U.S. Army Awards $3.994 Million Performance-Based Acquisition for Environmental Remediation Services at Radford Army Ammunition Plant, Va.
ABERDEEN PROVING GROUND, Md., Aug. 17 /PRNewswire/ — On August 10, 2009, the U.S. Army awarded a $3.994 million performance-based task order to Shaw Environmental, Inc., Knoxville, Tenn., for environmental remediation services at Radford Army Ammunition Plant, Va. The U.S. Army Corps of Engineers Baltimore District awarded the task order on a Multiple Award Remediation Contract.
The Radford Army ammunition Plant award is a six-year task order that includes achieving Remedy in Place (RIP) at one Installation Restoration Program (IRP) site and achieving an approved Resource Conservation and Recovery Act Facility Investigation/Corrective Measures Study, RIP for groundwater and Response Complete for soils at one Military Munitions Response Program (MMRP) site.
The Army has two restoration programs under the Defense Environmental Restoration program (DERP) for active/operating Army installations, the IRP and MMRP. The IRP is a comprehensive program to identify, investigate and clean up hazardous substances, pollutants, and contaminants resulting from past Department of Defense (DOD) operations and activities.

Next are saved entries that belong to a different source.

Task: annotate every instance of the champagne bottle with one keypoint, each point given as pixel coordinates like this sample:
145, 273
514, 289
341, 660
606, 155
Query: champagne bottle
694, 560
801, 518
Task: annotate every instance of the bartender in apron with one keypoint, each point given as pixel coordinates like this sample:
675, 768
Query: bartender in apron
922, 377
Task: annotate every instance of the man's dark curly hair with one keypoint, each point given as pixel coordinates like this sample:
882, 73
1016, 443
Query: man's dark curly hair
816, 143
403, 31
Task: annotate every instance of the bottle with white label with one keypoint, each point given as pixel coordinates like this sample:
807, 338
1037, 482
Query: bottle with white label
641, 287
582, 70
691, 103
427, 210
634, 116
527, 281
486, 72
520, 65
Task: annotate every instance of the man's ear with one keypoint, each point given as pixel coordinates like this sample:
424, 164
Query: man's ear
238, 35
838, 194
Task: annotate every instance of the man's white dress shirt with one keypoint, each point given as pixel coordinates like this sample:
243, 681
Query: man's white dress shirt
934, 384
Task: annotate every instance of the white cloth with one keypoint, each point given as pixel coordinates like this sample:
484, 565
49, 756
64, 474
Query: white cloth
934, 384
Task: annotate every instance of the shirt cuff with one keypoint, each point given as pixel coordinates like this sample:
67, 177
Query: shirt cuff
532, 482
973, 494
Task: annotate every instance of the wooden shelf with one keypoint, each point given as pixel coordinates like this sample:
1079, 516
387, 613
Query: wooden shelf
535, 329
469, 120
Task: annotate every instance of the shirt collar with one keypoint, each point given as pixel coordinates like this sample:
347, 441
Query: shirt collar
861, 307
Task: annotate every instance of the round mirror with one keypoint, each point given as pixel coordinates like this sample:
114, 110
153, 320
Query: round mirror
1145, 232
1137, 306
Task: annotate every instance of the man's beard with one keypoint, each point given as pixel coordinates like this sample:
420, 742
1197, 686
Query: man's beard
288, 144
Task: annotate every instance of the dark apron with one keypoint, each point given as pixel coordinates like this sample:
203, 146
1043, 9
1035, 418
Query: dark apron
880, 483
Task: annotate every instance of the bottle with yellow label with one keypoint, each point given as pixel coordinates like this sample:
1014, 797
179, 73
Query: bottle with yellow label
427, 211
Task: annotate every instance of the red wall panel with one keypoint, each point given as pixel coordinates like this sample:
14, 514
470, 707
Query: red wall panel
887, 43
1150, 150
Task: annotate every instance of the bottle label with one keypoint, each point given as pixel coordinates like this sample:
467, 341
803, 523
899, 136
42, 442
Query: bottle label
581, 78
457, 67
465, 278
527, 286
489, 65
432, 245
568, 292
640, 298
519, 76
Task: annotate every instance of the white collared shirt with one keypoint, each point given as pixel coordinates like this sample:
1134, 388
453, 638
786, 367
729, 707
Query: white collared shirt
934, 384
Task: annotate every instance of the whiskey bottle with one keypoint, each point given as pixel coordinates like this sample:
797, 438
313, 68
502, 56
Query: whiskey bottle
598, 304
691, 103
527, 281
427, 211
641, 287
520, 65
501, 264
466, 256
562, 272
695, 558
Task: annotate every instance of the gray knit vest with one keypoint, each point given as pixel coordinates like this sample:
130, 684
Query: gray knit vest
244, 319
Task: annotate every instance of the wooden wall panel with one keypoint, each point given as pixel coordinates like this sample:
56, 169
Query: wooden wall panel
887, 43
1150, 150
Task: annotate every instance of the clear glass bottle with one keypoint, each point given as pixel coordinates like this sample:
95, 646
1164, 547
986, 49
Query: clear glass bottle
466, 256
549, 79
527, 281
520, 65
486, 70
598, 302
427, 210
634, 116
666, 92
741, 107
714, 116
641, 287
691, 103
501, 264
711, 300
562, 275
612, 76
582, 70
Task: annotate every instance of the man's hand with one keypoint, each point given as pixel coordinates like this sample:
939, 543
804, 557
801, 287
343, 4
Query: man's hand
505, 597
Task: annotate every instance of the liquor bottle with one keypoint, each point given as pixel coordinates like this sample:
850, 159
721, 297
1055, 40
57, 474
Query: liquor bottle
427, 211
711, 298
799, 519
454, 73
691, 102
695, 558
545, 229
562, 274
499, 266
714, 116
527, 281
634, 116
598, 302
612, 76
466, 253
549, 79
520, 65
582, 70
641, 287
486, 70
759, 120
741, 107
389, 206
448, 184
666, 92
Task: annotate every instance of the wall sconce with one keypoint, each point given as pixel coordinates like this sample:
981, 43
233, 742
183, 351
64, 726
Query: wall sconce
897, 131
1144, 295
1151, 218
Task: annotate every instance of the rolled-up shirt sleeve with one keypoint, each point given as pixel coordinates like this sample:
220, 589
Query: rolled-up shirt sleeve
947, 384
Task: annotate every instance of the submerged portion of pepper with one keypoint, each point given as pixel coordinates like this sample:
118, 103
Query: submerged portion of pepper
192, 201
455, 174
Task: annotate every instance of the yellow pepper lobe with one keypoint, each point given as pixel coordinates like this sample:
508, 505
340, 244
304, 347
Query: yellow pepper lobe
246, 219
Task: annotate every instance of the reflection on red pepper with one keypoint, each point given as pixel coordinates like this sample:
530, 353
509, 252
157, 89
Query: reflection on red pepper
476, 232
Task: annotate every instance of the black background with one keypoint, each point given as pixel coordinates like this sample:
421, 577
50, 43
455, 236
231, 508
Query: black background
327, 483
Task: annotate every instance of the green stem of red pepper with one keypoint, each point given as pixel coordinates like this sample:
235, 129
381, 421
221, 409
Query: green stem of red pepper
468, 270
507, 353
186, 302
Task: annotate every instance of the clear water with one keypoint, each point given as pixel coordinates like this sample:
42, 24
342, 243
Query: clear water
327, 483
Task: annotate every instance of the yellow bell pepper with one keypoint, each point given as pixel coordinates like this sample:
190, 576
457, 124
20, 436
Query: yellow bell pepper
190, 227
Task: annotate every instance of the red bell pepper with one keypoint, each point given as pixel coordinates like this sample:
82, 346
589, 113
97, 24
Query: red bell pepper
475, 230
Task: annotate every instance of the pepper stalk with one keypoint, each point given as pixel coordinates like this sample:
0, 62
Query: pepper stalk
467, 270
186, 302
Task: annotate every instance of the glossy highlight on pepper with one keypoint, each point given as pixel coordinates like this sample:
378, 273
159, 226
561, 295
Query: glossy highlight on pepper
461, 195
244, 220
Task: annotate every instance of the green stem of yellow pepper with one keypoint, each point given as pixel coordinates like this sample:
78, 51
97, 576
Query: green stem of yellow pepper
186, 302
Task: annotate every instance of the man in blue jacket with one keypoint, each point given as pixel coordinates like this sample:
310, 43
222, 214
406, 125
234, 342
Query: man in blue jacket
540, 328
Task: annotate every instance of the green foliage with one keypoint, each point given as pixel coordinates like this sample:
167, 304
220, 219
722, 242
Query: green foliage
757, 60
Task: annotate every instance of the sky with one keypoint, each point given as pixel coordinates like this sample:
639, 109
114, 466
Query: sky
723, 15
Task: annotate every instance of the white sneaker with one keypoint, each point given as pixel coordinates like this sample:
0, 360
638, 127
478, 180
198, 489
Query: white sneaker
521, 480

The MMRP addresses the potential explosives safety, health, and environmental issues caused by past DOD munitions-related activities. Congress established the MMRP under DERP to address unexploded ordnance, discarded military munitions and munitions constituents located on other than operational ranges on current and former defense sites.
Use of the performance-based acquisition approach requires clearly defined objectives to be achieved, measurable performance standards in terms of quality, timeliness, and quantity, and the method of assessing contractor performance against performance standards. The Army has found awarding performance-based contracts for environmental remediation services is a very effective means of accomplishing its cleanup objectives and benefits all involved.
Under a performance-based contract, the Army states the desired end result, and it’s up to the contractor to take the necessary steps to get there. Contractors must still seek approval from the Army and regulators before implementing final cleanup remedies, and the Army still has the ultimate responsibility for the cleanup of its installations.
By providing clear definitions of performance expectations and government oversight criteria, there is a better likelihood that expectations will be reached to all parties’ satisfaction. Linking payments to milestones provides incentives to develop and implement an effective and efficient approach to achieving contract requirements.